A REIT investor is subjected to management and trustee fees, including property management fees. An investor of a property stock is not subjected to management or trustee fees
REITs are exempt from income tax if 90% or more of its total income is distributed to unit holders. Otherwise, the total income of the REIT will be taxed at the prevailing rate. A property company is subject to corporate tax.

Why should you invest in REITs?

  • Professional management 
    Professional managers manage REITs and they have the expertise beyond the knowledge of individual investors.
  • Liquidity (Unlisted REITs)
    Unlike traditional private real estate ownership, unlisted REITs are liquid assets that can be sold fairly quickly to raise cash or take advantage of other investment opportunities. One of the reasons for the liquid nature of REITs is that its units are primarily listed and traded on a stock exchange.
  • Convenience 
    Sale and purchase agreements, lawyers’ fees and stamp duties are among the many things real estate investors have to put up with. Through REITs, investors are relieved of such factors.
  • Comfort of regulations 
    REITs must comply with the requirements of the Guidelines on Real Estate Investment Trusts and the Guidelines on Islamic Real Estate Investment Trusts, as well as the Capital Markets and Services Act 2007, which has investor protection as one of its key objectives.

Risks associated with REITs

Distribution is subject to cash availability

If the real estates of the REITs do not generate sufficient net operating profit and cash flow, the REITs ability to make distributions will be adversely affected.

Returns are not guaranteed

The distribution payments from investing in REITs are not guaranteed and the total return of REITs, amongst others, is subject to the performance of the property market. Hence, the unit price of a REIT may go down if its underlying properties drop in value.

Loss of control over investment

Investors will not have direct control over the management company’s investment decisions like when to buy or sell certain real estates, or how they will be managed.

Market factors

Like other investment products, REITs are subject to the vagaries of market demand and supply. As such, market volatility, confidence in the economy and changes in the interest rates may affect REITs price.

There are other risks associated with investments in REITs.

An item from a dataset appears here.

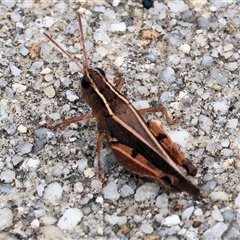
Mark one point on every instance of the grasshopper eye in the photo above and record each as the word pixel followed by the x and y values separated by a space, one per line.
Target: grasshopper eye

Please read and understand these risks that are extensively highlighted in the REIT’s prospectus.

Before you invest in REITs, observe the following:

  • Read and understand the prospectus thoroughly;
  • Study the list of real estates included in the REIT investment portfolio, such as the location of the real estates, tenancy mix, lease length, rental payments in arrears and other related investment information (e.g. distribution and fees and charges);
  • Analyse and understand the fund’s annual reports.

So, if you are thinking of investing in REITs, get as much information as possible on the product from the management company to help you make a well-informed decision. If in doubt as to the action to be taken, consult your stockbroker or any other licensed professional adviser.